Planes, Playa, and Mayo-Covered Corn

And they’re off!

IL readers Mark and Kirsten are on a mission to find the perfect place to live in Mexico.

I recommended they check out the Riviera Maya, and report back to you here in your Daily Postcards.

IL is bankrolling their trip to this stretch of Mexico’s Caribbean. We happily spend millions of dollars every year on travel and research seeking the right overseas destinations for you.

This isn’t Mark and Kirsten’s first rodeo. After years doing their own research they attended an IL conference and—after hearing from IL‘s Southeast Asia expert—moved to the tropical island of Penang, Malaysia.

But now they’re looking for a base closer to home and family. Mexico ticks a lot of boxes…

Planes, Playa, and Mayo-Covered Corn

By Kirsten Raccuia

The happy (if slightly tired) faces of Mark (left) and Kirsten (right) as they landed in Cancun to begin their scouting trip on Mexico’s Riviera Maya.

We should have flown from Chicago to Cancun. It would have been faster.

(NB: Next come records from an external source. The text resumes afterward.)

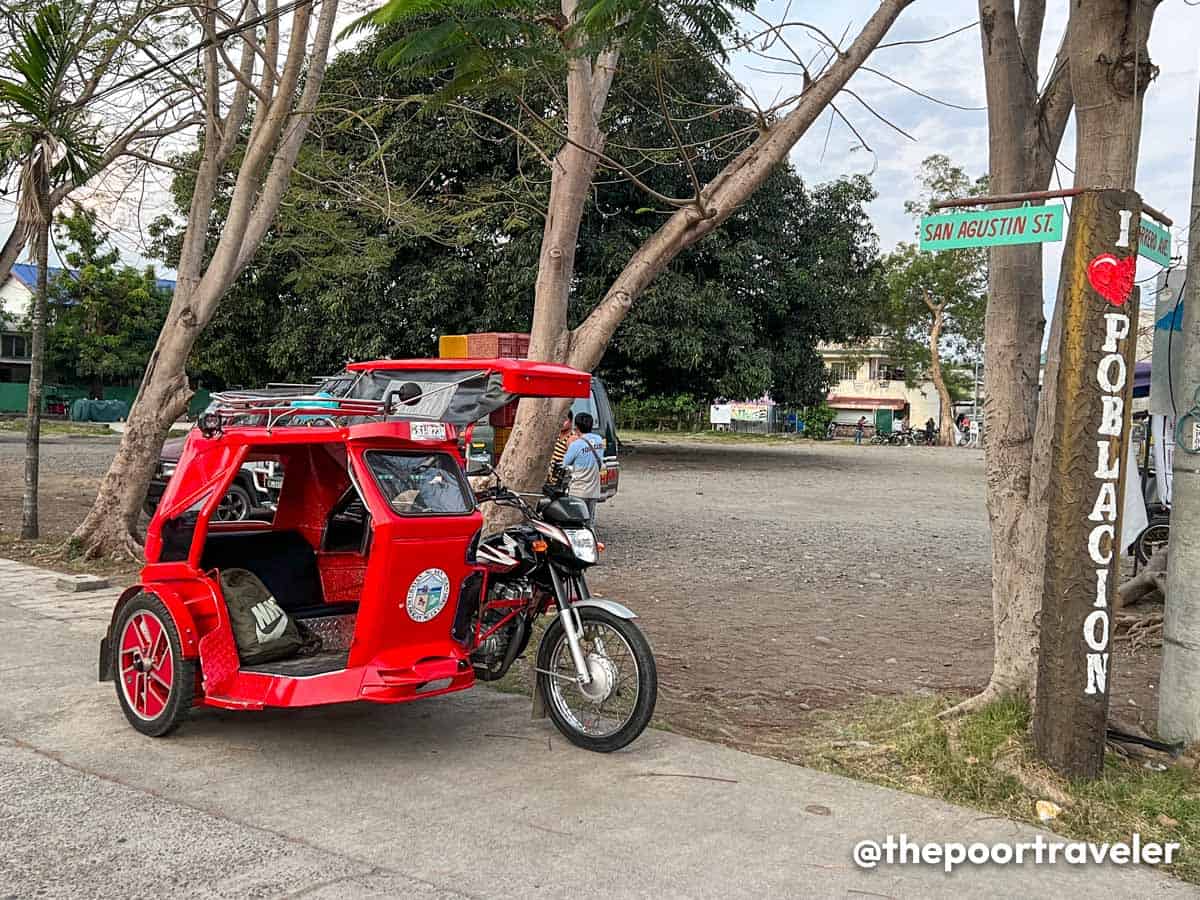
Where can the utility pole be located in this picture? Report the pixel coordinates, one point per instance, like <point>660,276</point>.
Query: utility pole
<point>1179,701</point>
<point>1092,393</point>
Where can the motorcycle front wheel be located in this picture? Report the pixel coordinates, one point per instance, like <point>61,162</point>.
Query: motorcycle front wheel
<point>617,705</point>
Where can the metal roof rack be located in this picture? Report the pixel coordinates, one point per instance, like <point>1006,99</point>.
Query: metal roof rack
<point>282,403</point>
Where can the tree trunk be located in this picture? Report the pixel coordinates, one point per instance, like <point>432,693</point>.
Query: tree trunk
<point>29,529</point>
<point>275,137</point>
<point>12,247</point>
<point>111,527</point>
<point>946,430</point>
<point>533,436</point>
<point>532,443</point>
<point>1024,135</point>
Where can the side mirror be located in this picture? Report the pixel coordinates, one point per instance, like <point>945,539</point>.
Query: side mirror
<point>408,394</point>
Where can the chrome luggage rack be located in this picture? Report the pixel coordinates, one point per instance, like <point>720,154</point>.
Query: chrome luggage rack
<point>229,407</point>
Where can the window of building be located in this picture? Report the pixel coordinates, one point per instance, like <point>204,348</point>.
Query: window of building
<point>15,346</point>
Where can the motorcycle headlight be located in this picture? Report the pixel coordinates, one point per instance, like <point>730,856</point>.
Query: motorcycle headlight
<point>583,544</point>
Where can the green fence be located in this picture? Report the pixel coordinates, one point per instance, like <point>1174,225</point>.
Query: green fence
<point>15,396</point>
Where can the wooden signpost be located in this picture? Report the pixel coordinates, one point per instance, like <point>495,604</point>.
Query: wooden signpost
<point>1092,396</point>
<point>1091,390</point>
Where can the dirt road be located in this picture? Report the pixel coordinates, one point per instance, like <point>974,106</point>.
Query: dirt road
<point>773,580</point>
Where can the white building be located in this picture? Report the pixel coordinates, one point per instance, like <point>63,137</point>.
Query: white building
<point>867,382</point>
<point>16,294</point>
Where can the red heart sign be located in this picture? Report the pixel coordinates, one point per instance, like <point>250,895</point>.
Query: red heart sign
<point>1111,277</point>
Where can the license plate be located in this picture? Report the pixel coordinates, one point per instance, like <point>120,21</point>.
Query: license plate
<point>427,431</point>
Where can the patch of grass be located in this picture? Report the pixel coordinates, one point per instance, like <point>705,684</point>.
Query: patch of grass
<point>987,761</point>
<point>51,553</point>
<point>717,437</point>
<point>79,430</point>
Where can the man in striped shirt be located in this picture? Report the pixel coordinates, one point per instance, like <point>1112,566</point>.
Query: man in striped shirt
<point>565,432</point>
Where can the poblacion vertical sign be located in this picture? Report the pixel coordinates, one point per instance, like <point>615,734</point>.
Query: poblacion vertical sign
<point>1091,390</point>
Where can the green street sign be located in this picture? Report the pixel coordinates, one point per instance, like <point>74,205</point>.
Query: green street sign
<point>990,228</point>
<point>1155,243</point>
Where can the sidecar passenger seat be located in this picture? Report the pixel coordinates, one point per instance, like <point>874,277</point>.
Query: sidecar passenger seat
<point>283,561</point>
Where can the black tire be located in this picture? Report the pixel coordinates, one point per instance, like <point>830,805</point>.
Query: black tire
<point>647,681</point>
<point>1151,538</point>
<point>179,699</point>
<point>237,505</point>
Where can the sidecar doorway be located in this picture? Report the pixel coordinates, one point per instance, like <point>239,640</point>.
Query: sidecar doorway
<point>313,553</point>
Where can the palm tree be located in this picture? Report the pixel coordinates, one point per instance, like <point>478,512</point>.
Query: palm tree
<point>46,141</point>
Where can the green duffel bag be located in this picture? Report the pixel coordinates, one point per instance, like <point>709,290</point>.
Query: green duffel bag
<point>261,628</point>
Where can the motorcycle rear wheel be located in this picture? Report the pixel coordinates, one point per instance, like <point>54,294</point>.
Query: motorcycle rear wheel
<point>617,706</point>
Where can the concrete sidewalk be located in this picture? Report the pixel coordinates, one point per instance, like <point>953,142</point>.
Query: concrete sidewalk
<point>461,796</point>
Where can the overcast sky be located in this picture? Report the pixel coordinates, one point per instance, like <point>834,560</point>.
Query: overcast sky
<point>952,71</point>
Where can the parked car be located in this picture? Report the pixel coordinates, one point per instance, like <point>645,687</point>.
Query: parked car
<point>256,489</point>
<point>481,450</point>
<point>253,492</point>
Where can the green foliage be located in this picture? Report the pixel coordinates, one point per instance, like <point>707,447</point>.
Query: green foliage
<point>39,125</point>
<point>954,281</point>
<point>681,412</point>
<point>486,45</point>
<point>816,419</point>
<point>105,317</point>
<point>360,267</point>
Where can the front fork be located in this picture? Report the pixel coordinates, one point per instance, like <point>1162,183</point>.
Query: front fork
<point>571,625</point>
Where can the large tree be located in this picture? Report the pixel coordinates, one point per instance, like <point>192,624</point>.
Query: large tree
<point>1102,66</point>
<point>342,279</point>
<point>936,301</point>
<point>70,67</point>
<point>580,46</point>
<point>935,310</point>
<point>103,316</point>
<point>261,71</point>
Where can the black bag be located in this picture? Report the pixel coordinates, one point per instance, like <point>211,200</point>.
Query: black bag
<point>262,630</point>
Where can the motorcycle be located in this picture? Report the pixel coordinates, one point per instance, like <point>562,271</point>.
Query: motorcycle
<point>595,672</point>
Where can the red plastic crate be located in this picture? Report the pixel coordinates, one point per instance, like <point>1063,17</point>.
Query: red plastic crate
<point>491,345</point>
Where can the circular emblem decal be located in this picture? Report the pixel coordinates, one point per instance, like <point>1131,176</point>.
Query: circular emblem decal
<point>427,595</point>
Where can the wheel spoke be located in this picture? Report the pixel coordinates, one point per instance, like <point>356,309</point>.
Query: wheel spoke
<point>161,651</point>
<point>156,681</point>
<point>147,665</point>
<point>142,633</point>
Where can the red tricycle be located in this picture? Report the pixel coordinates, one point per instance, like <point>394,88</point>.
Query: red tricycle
<point>376,552</point>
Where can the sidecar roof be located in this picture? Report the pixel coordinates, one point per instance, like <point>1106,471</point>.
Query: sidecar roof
<point>519,377</point>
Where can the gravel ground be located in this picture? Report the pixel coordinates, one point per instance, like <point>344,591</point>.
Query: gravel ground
<point>773,580</point>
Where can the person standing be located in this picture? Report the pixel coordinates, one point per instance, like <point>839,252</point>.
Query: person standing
<point>585,456</point>
<point>565,433</point>
<point>975,432</point>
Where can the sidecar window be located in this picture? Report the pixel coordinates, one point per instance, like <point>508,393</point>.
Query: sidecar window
<point>421,484</point>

The day started in Puerto Vallarta where we’ve been living for the last four months. We set a 5:30 a.m. alarm. A time when most sane people are enjoying their slumber, dreaming of sheep and rainbows, or is that just me? If it’s dark and ends in the am, it seems a sin to be awake.

The journey was all a bit of planes, trains, and automobiles. There are no direct flights from Mexico’s west coast beach hotspot to its east coast beach hotspot.

So, after 12 arduous hours, we finally made it. But we had no time to rest. We had exploring to do. Our fatigue would have to wait. (Thankfully the flights between Cancun and the U.S. are much more convenient—a couple of hours direct from dozens of airports all over the country.)

From Cancun we took a cab/bus to Playa del Carmen, right bang in the center of the Riviera Maya. And as if by magic, our exhaustion disappeared…

5th Avenue, or Quinta, as the locals call it. What invigorates someone after a long journey? Coffee? Red Bull? No.

It’s a wide pedestrian-only boulevard paved with bricks and lined with shops, restaurants, and clubs. It runs parallel to the beach and goes on for miles.

Click the video below to walk through Quinta with us…

Click to Play. Ride along with Kirsten and Mark for a short stroll through Playa del Carmen’s 5th Avenue—the beating heart of this exciting beach town.

It’s geared toward tourists, so there are shopping malls, Forever 21s, Senor Frogs and lots of small shops selling Mexican knick-knacks.

Each restaurant is more stunning than its neighbor. It’s clear no peso was spared. There are almost as many Italian and Argentinean restaurants as Mexican ones, with a Greek and a kosher BBQ joint thrown in for good measure.

One place had a saxophonist serenading its patrons. The next, a mariachi band was blowing their horns and singing at the top of their lungs. This isn’t the place for a quiet meal. For that, you’ll have to look elsewhere. Not far. Just go a few blocks off the main street, and the options are abundant as well.

And more authentic. Maybe not as beautiful or swanky, but tasty nonetheless.

But at that moment, Quinta was precisely what the doctor ordered for us. It was giving us life.

It didn’t matter how exhausted we were. As soon as we started getting closer to the heart of the action, it got louder and more electrifying.

At times it felt like each club or restaurant was trying to outdo its neighbor. One had a live band playing the Eagles’ Hotel California. The next had a DJ spinning away to anyone ready to shake it. Next door, the girls were dancing in cages on the street. Not necessarily our scene, but it didn’t have to be.

Our scene was just a few blocks away at a street market in the square.

One vendor hawking his pozole, a hearty, deep, red broth with heaps of shredded chicken and hominy. The next had gorditas and tacos. In between them were handicrafts and local jewelers making their creations right on the spot.

We slowly sauntered from stall to stall to the background music of a local band. The singer was crooning his heart out.

We had no idea what he was saying, our Spanish isn’t that good yet. But we were certain he was singing about a broken heart. Every unknown word nearly brought me tears, and I wanted to go and hug him. To comfort his soul as he cried into the microphone.

After I pulled myself together, we spotted a cart selling our favorite Mexican snack, elotes—corn on the cob, rubbed in lime, sprinkled with salt and pepper, then covered in mayo, cheese, and chili. A grossly messy yet somehow perfect combo of sweet, sour, cheesy, spicy goodness.

Click to Play. This Saturday night market in Playa offers an alternative to the slick restaurants on 5th Avenue—and there are some delicious authentically Mexican foods to try as Kirsten and Mark show you in this video.

And so there we were, with tears in my eyes as I ate my elote under a tree in Playa del Carmen. Maybe the tears were from exhaustion or the crooner. Or maybe, just maybe, it was the realization that Mexico had done it again. It had given us exactly what we needed at precisely the right moment.